To test the hypothesis that leptin selectively activates POMC neurons, Cowley et al. (2001) generated a strain of transgenic mice expressing green fluorescent protein under the transcriptional control of mouse Pomc genomic sequences, including a region that is required for accurate neuronal expression. Cowley et al. (2001) made electrophysiologic recordings on POMC neurons, and showed that leptin increases the frequency of action potentials in the anorexigenic POMC neurons by 2 mechanisms: depolarization through a nonspecific cation channel; and reduced inhibition by local orexigenic neuropeptide Y (NPY; 162640)/GABA neurons. Furthermore, Cowley et al. (2001) showed that melanocortin peptides have an autoinhibitory effect on this circuit. On the basis of their results, Cowley et al. (2001) proposed an integrated model of leptin action and neuronal architecture in the arcuate nucleus of the hypothalamus. In their model, leptin directly depolarizes the POMC neurons while simultaneously hyperpolarizing the somata of NPY-GABA neurons, and diminishes release from NPY/GABA terminals. This diminished GABA release disinhibits the POMC neurons. Together, the direct and indirect effects of leptin result in an activation of POMC neurons and an increased frequency of action potentials.

Balthasar et al. (2004) generated mice with conditional deletion of leptin receptors (see 601007) on POMC neurons and observed mild obesity, hyperleptinemia, and altered expression of hypothalamic neuropeptides. Because the body weight increase was only 18% of that seen in mice with complete deficiency of leptin receptors, the authors concluded that leptin receptors on POMC neurons are required but not solely responsible for leptin's regulation of body weight homeostasis.

Gao et al. (2007) administered estradiol (E2) to wildtype mice and rats and observed a robust increase in the number of excitatory inputs to POMC neurons in the arcuate nucleus. The rearrangement of synapses was leptin independent, as it was also observed in leptin-deficient (ob/ob) and leptin receptor-deficient (db/db) mice, and was paralleled by decreased food intake and body weight gain, as well as increased energy expenditure. Chronic E2 administration in a brain-specific Stat3-knockout mouse model, a phenotype that closely resembles that of ob/ob and db/db mice, had no effect on body weight, demonstrating that the estrogen-induced decrease in body weight was dependent on Stat3 activation in the brain. Gao et al. (2007) concluded that synaptic plasticity of arcuate nucleus feeding circuits is an inherent element in body weight regulation.
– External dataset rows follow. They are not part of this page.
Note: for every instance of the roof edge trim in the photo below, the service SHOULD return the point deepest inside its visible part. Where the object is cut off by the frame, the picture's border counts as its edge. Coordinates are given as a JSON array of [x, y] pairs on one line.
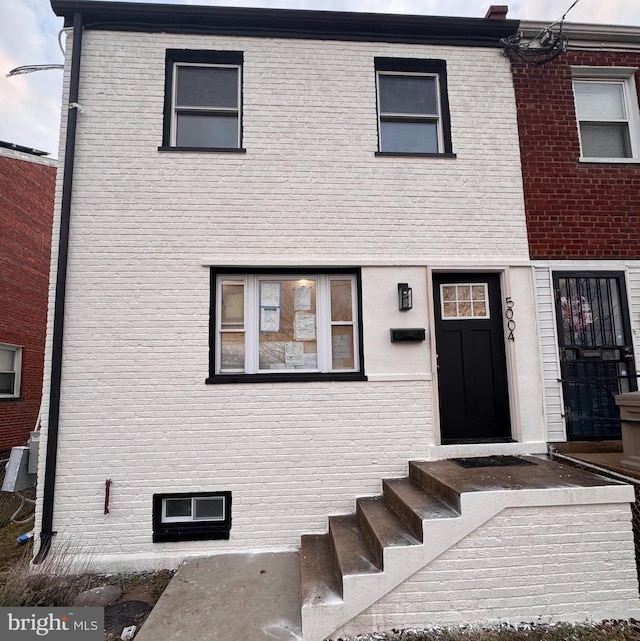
[[286, 23]]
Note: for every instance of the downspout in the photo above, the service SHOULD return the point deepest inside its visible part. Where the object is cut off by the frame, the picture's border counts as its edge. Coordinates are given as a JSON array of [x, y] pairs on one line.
[[46, 529]]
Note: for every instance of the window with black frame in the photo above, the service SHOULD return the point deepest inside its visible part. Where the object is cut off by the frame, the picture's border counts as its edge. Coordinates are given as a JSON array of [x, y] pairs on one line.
[[413, 108], [203, 101]]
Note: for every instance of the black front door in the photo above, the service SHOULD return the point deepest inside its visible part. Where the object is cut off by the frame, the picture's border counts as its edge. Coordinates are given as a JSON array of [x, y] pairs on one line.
[[596, 354], [472, 373]]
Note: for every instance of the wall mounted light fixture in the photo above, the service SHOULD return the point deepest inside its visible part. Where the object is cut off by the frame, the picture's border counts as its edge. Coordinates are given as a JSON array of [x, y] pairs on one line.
[[405, 297]]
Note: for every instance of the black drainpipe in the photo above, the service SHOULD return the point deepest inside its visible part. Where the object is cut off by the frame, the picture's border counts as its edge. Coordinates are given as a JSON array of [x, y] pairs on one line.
[[46, 529]]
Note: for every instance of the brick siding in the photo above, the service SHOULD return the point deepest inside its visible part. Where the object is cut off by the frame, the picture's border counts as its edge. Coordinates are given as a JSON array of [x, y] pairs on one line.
[[574, 210], [26, 212]]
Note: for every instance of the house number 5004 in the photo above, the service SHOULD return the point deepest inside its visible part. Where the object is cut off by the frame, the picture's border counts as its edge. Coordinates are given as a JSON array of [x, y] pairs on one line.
[[511, 324]]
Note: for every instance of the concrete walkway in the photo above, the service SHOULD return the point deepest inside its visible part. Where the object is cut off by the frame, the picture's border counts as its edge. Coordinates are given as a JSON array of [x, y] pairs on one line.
[[230, 597]]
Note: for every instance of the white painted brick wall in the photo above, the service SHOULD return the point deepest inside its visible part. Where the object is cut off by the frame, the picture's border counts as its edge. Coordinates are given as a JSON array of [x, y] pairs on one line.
[[569, 563], [144, 224]]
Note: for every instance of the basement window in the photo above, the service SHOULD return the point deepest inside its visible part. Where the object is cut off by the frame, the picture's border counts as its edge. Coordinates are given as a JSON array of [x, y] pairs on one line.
[[194, 516]]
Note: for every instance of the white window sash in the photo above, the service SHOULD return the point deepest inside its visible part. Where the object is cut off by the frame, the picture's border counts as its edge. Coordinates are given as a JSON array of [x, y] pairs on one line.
[[411, 117], [324, 322], [625, 76], [16, 371], [176, 109]]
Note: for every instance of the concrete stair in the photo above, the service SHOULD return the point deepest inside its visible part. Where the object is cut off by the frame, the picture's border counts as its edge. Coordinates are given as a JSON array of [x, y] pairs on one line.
[[388, 539]]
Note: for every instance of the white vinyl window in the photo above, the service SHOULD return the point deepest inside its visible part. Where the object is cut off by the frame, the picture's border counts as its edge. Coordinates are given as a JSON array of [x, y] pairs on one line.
[[268, 324], [10, 369], [206, 106], [188, 509], [409, 119], [607, 113]]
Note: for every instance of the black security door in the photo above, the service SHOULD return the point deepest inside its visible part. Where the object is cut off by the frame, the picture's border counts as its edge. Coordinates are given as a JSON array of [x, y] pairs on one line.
[[596, 354], [472, 374]]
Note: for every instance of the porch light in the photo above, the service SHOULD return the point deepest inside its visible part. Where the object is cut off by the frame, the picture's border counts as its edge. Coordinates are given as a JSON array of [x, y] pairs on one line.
[[405, 297]]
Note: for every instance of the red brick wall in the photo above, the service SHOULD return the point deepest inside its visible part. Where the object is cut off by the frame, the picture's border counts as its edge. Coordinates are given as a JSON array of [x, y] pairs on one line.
[[26, 214], [574, 210]]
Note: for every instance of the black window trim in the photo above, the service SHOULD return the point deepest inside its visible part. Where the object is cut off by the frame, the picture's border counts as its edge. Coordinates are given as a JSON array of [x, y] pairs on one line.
[[286, 377], [419, 65], [204, 57], [190, 530]]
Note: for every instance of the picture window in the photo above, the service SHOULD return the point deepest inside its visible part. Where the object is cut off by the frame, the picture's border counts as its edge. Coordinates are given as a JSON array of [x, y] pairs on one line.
[[292, 324]]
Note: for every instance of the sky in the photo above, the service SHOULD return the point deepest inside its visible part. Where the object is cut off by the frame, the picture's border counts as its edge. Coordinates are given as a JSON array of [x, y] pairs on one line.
[[30, 104]]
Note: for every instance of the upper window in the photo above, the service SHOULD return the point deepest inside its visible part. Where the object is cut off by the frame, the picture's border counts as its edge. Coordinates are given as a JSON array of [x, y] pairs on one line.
[[607, 113], [203, 101], [413, 110], [10, 368], [291, 325]]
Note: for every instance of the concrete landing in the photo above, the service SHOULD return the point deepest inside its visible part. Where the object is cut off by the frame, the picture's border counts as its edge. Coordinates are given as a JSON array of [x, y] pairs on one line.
[[230, 597]]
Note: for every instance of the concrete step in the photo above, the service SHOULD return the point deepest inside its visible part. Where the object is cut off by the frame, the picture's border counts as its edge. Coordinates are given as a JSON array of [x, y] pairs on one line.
[[382, 527], [319, 582], [351, 552], [414, 505], [421, 475]]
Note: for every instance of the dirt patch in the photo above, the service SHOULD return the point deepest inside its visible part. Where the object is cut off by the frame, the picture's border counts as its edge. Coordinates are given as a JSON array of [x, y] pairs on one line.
[[20, 588]]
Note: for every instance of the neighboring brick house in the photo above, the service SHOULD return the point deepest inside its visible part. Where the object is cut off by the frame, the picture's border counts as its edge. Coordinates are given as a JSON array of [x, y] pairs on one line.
[[580, 142], [27, 186], [294, 257]]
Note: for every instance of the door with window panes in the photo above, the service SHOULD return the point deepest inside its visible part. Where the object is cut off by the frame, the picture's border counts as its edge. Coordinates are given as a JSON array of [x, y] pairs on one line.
[[596, 354], [471, 359]]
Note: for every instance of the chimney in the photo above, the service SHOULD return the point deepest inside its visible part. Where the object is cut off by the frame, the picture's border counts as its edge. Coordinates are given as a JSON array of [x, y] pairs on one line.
[[497, 12]]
Padilla et al. (2010) used BrdU labeling of mouse embryos in utero to show that Pomc was first expressed in neuronal cells in the hypothalamic ventricular zone at embryonic day (E) 10.5-E11.5. Expression of NPY first appeared in laterally situated cells at E13.5, with subsequent expression in the ventromedial arcuate nucleus of the hypothalamus (ARH). Some cells showed coexpression of these genes at midgestation, whereas adult cell populations showed mutually exclusive expression. Further studies indicated that about half of embryonic Pomc-expressing precursors subsequently adopted a non-Pomc fate in adult mice, and that nearly one-quarter of the mature Npy-positive cells shared a common progenitor with Pomc-positive cells. These findings were consistent with the hypothesis that cell fate decisions may be influenced by factors during gestation. Importantly, the 2 best-characterized ARH populations, neurons that express orexigenic NPY and neurons that express anorexigenic POMC, produce antagonistic effects on food intake and energy homeostasis, which may have implications for body weight and obesity.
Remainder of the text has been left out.